Brytyjskie media donoszą, że bilety na pociągi i loty z Wielkiej Brytanii do innych krajów zaczęły być masowo wykupywane w sobotę późnym popołudniem. Chwilę wcześniej Boris Johnson na sobotniej konferencji prasowej ogłosił, że od niedzieli 20 grudnia w Londynie i południowo-wschodniej Anglii będzie obowiązywał lockdown z zakazem przemieszczania się za granicę z wyjątkiem podróży służbowych. Dla wielu osób oznaczało to brak możliwości powrotu do domu na święta - niektórzy w ostatniej chwili przekładali podróże na wcześniejszy termin. Byli wśród nich także Polacy chcący zdążyć z powrotem do kraju.

 Wielka Brytania. Na lotniskach i dworcach pojawiły się tłumy ludzi.
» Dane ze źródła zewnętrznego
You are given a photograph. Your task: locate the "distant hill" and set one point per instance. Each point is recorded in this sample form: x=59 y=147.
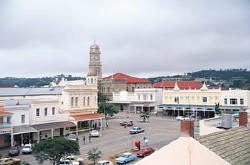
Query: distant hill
x=232 y=78
x=34 y=82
Chcieli zdążyć przed lockdownem

"Bilety przewoźnika kolejowego Eurostar zostały w niedzielny poranek w mniej niż godzinę. O 11:50 były dostępne miejsca w trzech pociągach Eurostar wyjeżdżających z Londynu do Paryża, niecałą godzinę później nie było już żadnych wolnych miejsc" - podaje "The Guardian". Linie British Airways i Virgin Atlantic Airways Ltd. poinformowały, że nie oferują zwrotów pieniędzy pasażerom, którzy nie będą mogli zrealizować swoich lotów w związku z narzuconymi przez rząd obostrzeniami.

Na lotniskach i dworcach utworzyły się ogromne kolejki. Brytyjski "Business Insider" opisuje, że w wielu miejscach dochodziło do "scen chaosu", a londyńczycy dosłownie "próbowali za wszelką cenę uciec z miasta przed północą". Tłumy widać m.in. na nagraniach poniżej:

 

Dodatkowe siły policyjne zostały rozmieszczone w Londynie m.in. na stacjach kolejowych - mają pilnować przestrzegania zasad lockdownu i tego, czy z 4. strefy obostrzeń nie chcą się wydostać kolejne osoby. Brytyjski minister zdrowia Matt Hancock powiedział, że nocne sceny chaosu na stacjach kolejowych, to "skrajnie nieodpowiedzialne zachowanie".

Minister Transportu Grant Shapps zapowiedział z kolei, że na stacjach będzie dyżurować więcej kolejowych patroli porządkowych, by ci, którzy muszą opuścić miasto, np. w celach służbowych, mogli podróżować bezpiecznie.

Jeśli jest ogłoszony czwarty poziom restrykcji sanitarnych, to oznacza to konieczność pozostania w domu. Jeśli chodzi o resztę kraju, należy pozostać na miejscu, tu, gdzie się mieszka

- powiedział Grant Shapps.

Od północy w związku z rozprzestrzenianiem się nowej, bardziej zaraźliwej odmiany koronawirusa, w Londynie i południowo-wschodniej Anglii obowiązuje zakaz opuszczania tego rejonu i przyjeżdżania do niego. Jej mieszkańcy nie mogą nocować poza domem. Można spotkać tylko z jedną osobą i to tylko w przestrzeni publicznej, na zewnątrz, na przykład w parku.

W związku z wykryciem w Wielkiej Brytanii nowej odmiany koronawirusa kolejne kraje zawieszają możliwość przylotów i wylotów na Wyspy.